One airline says it will no longer use water from Hopkins after six people were sickened on a flight from Cleveland to Tampa, Fla., on Tuesday, and the City of Cleveland says it has launched an investigation.
Tampa fire said four adults and two children became sick on a Frontier flight with nausea and vomiting. They all refused treatment, according to fire officials in Tampa.
Frontier Airlines released the following statement after the incident:
"During Frontier flight 1397 from Cleveland to Tampa this afternoon, six passengers became ill. The aircraft was met by local emergency medical services upon arrival in Tampa. Those passengers displaying symptoms were evaluated by medical staff before being released. All other passengers were released after a brief holding period. The cause of the illness remains under investigation. Passenger safety is Frontier’s number one priority."
Michelle Dynia, a spokesperson for Cleveland Hopkins, said on Tuesday the airport was looking into the possibility that the water fountains could be connected to the six people who became ill on the flight. All water fountains in Concourse A were shut off, according to Dynia.
In response to the incident involving Frontier passengers, Spirit Airlines told News 5, “Spirit Airlines will not be putting any potable water from the airport on our aircraft until this situation has been resolved.”
The City of Cleveland, which operates the airport, released a statement saying it is conducting an investigation:
"Cleveland Hopkins International Airport (CLE) received a notification from Frontier Airlines on New Year’s Day that six passengers reported being sick on a flight from CLE to Tampa. The safety of passengers at CLE is our top priority and we are conducting a thorough investigation. While the cause of the illness is unknown, an early report from Frontier indicated each of the passengers may have used a public drinking fountain before the flight.

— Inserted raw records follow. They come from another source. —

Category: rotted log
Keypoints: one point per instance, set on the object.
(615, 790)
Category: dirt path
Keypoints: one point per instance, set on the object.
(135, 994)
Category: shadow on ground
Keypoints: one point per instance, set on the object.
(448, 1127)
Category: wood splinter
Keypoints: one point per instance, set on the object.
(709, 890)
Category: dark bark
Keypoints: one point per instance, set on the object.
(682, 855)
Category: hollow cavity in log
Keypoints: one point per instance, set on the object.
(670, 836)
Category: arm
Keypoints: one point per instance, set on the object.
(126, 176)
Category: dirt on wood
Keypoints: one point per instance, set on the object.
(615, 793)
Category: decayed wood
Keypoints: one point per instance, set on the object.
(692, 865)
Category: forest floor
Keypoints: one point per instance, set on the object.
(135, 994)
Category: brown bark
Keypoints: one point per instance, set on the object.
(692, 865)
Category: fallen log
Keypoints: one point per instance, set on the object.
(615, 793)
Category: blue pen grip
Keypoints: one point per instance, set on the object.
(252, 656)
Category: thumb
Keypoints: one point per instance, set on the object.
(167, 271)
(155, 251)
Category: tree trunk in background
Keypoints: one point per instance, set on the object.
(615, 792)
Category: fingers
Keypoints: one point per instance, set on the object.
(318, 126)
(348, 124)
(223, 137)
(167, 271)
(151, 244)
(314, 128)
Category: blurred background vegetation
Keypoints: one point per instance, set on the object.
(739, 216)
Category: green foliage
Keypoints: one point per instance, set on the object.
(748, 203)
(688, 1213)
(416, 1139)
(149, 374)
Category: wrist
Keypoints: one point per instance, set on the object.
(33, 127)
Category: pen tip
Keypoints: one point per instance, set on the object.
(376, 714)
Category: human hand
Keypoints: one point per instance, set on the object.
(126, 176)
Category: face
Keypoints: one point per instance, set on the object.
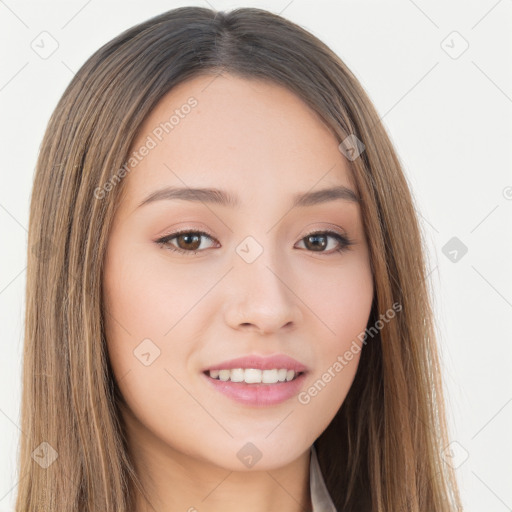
(262, 277)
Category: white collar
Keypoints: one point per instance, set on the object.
(320, 498)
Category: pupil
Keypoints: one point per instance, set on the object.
(316, 237)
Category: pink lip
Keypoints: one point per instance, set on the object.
(258, 395)
(261, 363)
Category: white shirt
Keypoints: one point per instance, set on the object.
(320, 498)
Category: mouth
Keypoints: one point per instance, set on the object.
(254, 375)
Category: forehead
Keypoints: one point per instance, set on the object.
(232, 132)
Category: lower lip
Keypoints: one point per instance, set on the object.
(258, 395)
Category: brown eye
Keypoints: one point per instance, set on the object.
(186, 242)
(319, 241)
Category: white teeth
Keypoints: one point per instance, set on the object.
(253, 375)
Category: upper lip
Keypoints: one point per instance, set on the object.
(261, 363)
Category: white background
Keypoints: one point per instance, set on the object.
(449, 119)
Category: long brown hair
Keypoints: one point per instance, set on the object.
(382, 451)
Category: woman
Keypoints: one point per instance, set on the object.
(228, 304)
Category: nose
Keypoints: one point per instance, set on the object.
(263, 297)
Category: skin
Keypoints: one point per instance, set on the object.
(259, 141)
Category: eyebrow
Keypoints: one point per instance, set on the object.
(224, 198)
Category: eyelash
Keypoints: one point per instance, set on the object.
(344, 241)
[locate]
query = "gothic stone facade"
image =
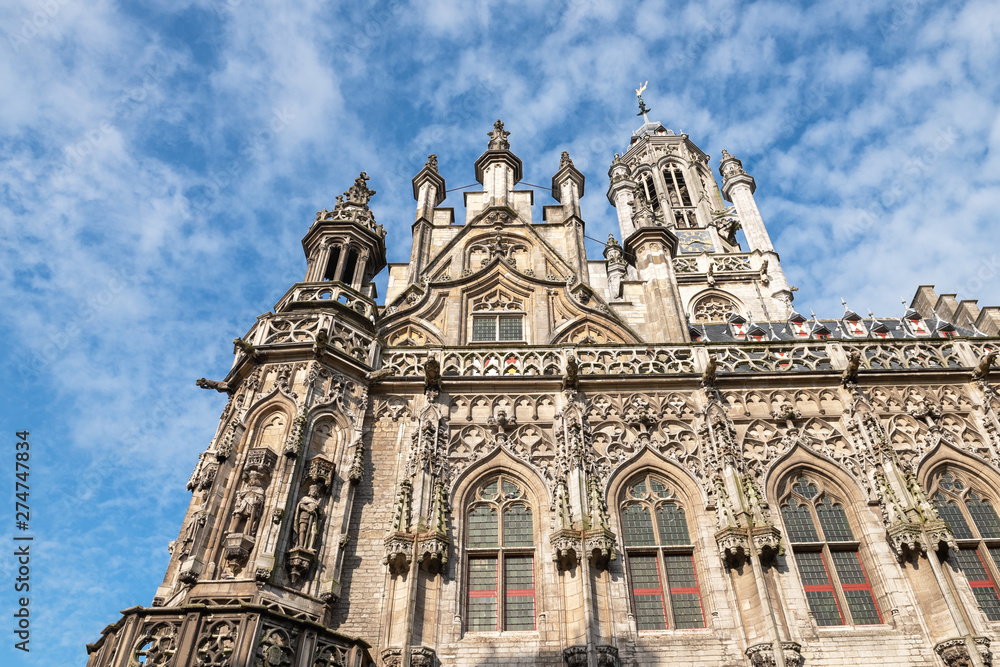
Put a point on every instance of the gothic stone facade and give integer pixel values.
(528, 456)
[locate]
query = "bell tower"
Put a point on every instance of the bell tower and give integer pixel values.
(679, 238)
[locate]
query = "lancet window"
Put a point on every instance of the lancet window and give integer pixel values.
(647, 192)
(497, 318)
(677, 190)
(713, 309)
(827, 554)
(660, 556)
(500, 575)
(976, 527)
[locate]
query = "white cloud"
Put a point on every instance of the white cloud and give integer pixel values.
(148, 219)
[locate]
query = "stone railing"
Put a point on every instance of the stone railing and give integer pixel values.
(319, 294)
(719, 263)
(293, 328)
(771, 357)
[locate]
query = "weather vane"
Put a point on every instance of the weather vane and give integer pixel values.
(643, 109)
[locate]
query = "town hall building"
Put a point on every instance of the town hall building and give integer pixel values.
(525, 455)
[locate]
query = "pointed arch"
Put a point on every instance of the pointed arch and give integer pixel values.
(585, 329)
(413, 332)
(827, 546)
(499, 459)
(964, 493)
(653, 511)
(498, 527)
(713, 306)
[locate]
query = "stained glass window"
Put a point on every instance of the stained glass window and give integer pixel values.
(976, 527)
(501, 571)
(661, 566)
(827, 556)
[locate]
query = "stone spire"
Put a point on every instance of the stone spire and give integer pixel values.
(498, 169)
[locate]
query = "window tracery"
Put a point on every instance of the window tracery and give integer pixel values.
(714, 309)
(497, 316)
(974, 522)
(660, 556)
(677, 190)
(827, 554)
(500, 546)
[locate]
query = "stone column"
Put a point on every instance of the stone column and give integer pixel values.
(738, 187)
(620, 195)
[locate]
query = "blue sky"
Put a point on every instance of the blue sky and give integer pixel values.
(160, 162)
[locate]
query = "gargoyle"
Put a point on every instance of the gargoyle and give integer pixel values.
(221, 387)
(708, 377)
(380, 374)
(850, 374)
(982, 370)
(432, 374)
(240, 345)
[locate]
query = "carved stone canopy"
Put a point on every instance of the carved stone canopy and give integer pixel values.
(498, 137)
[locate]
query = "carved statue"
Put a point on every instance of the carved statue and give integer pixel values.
(322, 338)
(359, 192)
(307, 516)
(850, 375)
(572, 378)
(643, 109)
(982, 370)
(432, 374)
(613, 251)
(249, 504)
(498, 137)
(708, 377)
(221, 387)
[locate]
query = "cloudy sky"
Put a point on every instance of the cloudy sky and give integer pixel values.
(160, 162)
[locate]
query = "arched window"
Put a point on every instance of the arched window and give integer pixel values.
(500, 540)
(827, 554)
(646, 191)
(331, 266)
(497, 317)
(660, 556)
(974, 523)
(713, 309)
(677, 191)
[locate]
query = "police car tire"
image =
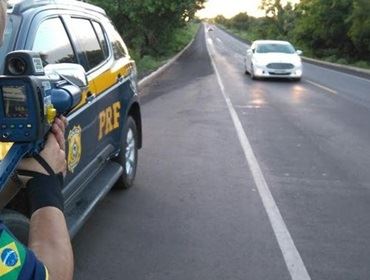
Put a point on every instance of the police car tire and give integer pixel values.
(17, 223)
(126, 180)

"Cleveland Department of Public Health (CDPH) is contacting each of the six affected passengers to conduct an interview. We are also working to confirm if all six passengers did in fact drink water from the fountain. CDPH, Cleveland Water and CLE airport staff are working collaboratively to investigate all potential causes, including passenger activities before arriving at the airport.
"Based on our expertise, water borne illnesses generally have a longer incubation period than what we saw in this instance. Also, Cleveland Water has no known water safety issues in the vicinity of CLE, but is collecting additional street-level samples to verify. Since Frontier’s initial report referenced the water fountain, airport staff immediately closed down and sanitized all fountains on Concourse A. CLE airport staff and CDPH are testing fountains and will send water samples to an external Ohio EPA-certified lab for evaluation. Due to the nature of the testing, it will take approximately 24-48 hours before results are ready.
"On New Year’s Day, more than 11,000 passengers traveled through CLE and no other passengers have reported illnesses.”
Dr. Amy Edwards, an infectious disease expert with University Hospitals, doubts the city will ever find the smoking gun.
"I'm thrilled to see there is an investigation going on because I think it will allay people's fears," said Edwards. "But I'm not sure they're going to find anything because I think it's most likely to just have been bad luck."
Edwards said most illnesses and viruses take 12 to 24 hours to make people sick. Because of that, she doubts all six passengers were sickened by a common source.